El disco parece atravesado por cierta madurez y “cierta legitimidad que te da el tiempo. Por ejemplo, ´Lo que aprendí”, la primera canción… Siempre había querido una canción de ese tipo, pero para poder hacerlo sentía que tenía que vivir muchas cosas más. Cuando escuchaba ese tipo de canciones autorreferenciales eran de tipos de 50 o 60 años. Capaz que tengo que esperar, pensaba”. Y agrega: “Por eso hablo mucho en primera persona. Me cuesta dar máximas o sentencias. Y si hay en este disco siempre aparecen desde mí. Esas cosas que uno aprende en la vida a los golpes”.

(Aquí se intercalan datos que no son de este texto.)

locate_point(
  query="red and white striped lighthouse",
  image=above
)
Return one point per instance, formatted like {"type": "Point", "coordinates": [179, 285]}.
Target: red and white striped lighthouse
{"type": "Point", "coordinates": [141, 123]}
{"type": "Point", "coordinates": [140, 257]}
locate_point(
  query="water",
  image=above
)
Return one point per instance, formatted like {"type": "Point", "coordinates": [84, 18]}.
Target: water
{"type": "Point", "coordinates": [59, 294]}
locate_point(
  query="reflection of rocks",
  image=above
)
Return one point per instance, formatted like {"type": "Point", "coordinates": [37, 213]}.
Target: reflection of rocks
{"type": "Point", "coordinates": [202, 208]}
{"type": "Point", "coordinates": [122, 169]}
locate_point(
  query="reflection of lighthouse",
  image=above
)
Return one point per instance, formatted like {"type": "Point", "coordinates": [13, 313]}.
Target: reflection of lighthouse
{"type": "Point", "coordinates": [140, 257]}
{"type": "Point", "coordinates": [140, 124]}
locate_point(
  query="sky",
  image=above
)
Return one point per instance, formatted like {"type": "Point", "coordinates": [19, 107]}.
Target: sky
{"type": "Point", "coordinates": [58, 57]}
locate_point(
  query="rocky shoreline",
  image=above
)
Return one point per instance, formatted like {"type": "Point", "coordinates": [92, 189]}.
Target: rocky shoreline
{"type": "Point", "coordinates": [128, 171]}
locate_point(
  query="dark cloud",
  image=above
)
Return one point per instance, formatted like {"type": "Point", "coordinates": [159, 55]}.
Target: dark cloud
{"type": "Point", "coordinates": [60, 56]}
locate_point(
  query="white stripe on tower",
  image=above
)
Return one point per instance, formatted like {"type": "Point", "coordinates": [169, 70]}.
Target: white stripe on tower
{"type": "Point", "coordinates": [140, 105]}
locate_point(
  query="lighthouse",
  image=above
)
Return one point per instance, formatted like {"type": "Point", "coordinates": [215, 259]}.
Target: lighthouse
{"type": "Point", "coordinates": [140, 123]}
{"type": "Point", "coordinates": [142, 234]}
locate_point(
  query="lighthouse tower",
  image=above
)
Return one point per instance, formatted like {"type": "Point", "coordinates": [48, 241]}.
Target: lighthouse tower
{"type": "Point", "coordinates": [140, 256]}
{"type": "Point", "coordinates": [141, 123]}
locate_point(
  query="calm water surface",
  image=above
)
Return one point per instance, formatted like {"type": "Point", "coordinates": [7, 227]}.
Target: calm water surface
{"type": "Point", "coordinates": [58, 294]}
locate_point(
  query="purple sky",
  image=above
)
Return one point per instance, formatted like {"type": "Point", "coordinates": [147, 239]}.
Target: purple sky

Yulelé expande la reflexión más allá de sí mismo: “Pienso que nosotros como generación hemos tenido el trabajo de reinventar el concepto de adultez. Ser otra cosa más allá de tener un trabajo, hijos, un auto. Es otra cosa y uno tiene que ir adaptando esos mandatos a la realidad y cuestionarse ciertas cosas. A revisar sus propias vida, ciertas limitaciones. Ya no podés comerte el mundo como antes. Siempre con una dimensión psicológica que te empieza a acercar al concepto de la muerte”. Y ese proceso se acentuó en “estos últimos dos años que nos impidieron mirar hacia delante. ¿Cómo convivo con esa incertidumbre que a la vez siempre fue igual? Porque nunca supimos un choto, pero antes tuvimos la posibilidad de creer que podíamos organizarlo. La pandemia evidencia cosas que ya sucedían. Que las empresas farmacéuticas controlan el mundo, que los medios hacen los quieren. Algo que siempre estuvo pero que nosotros estábamos mirando para el otro lado”.